= Emma Zhang =

Chinese-American statistician

Emma Jingfei Zhang is a Chinese-American statistician whose research analyzes the statistics of complex systems including networks, tensors, and point processes, and their applications in understanding social networks, gene interactions, and the brain. She is Goizueta Foundation Term Associate Professor of Information Systems & Operations Management at Emory University.

==Education and career==
Zhang studied mathematics at Nankai University, graduating in 2009. She completed her Ph.D. in statistics in 2014 at the University of Illinois Urbana-Champaign.
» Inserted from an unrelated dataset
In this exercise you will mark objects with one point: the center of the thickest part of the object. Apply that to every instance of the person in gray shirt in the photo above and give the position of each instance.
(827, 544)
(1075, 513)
Her dissertation, Statistical Inference on Network Data, was supervised by Yuguo Chen.

She joined the University of Miami as an assistant professor of management science in 2014, was promoted to associate professor in 2020, and added a secondary appointment as associate professor of public health sciences in Miami's Miller School of Medicine in 2022. In 2023 she moved to the Department of Information Systems & Operations Management in the Goizueta Business School of Emory University, with a secondary appointment in the Department of Biostatistics and Bioinformatics of the Rollins School of Public Health.

==Recognition==
Zhang became an Elected Member of the International Statistical Institute in 2023. In 2025 she was named as a Fellow of the American Statistical Association.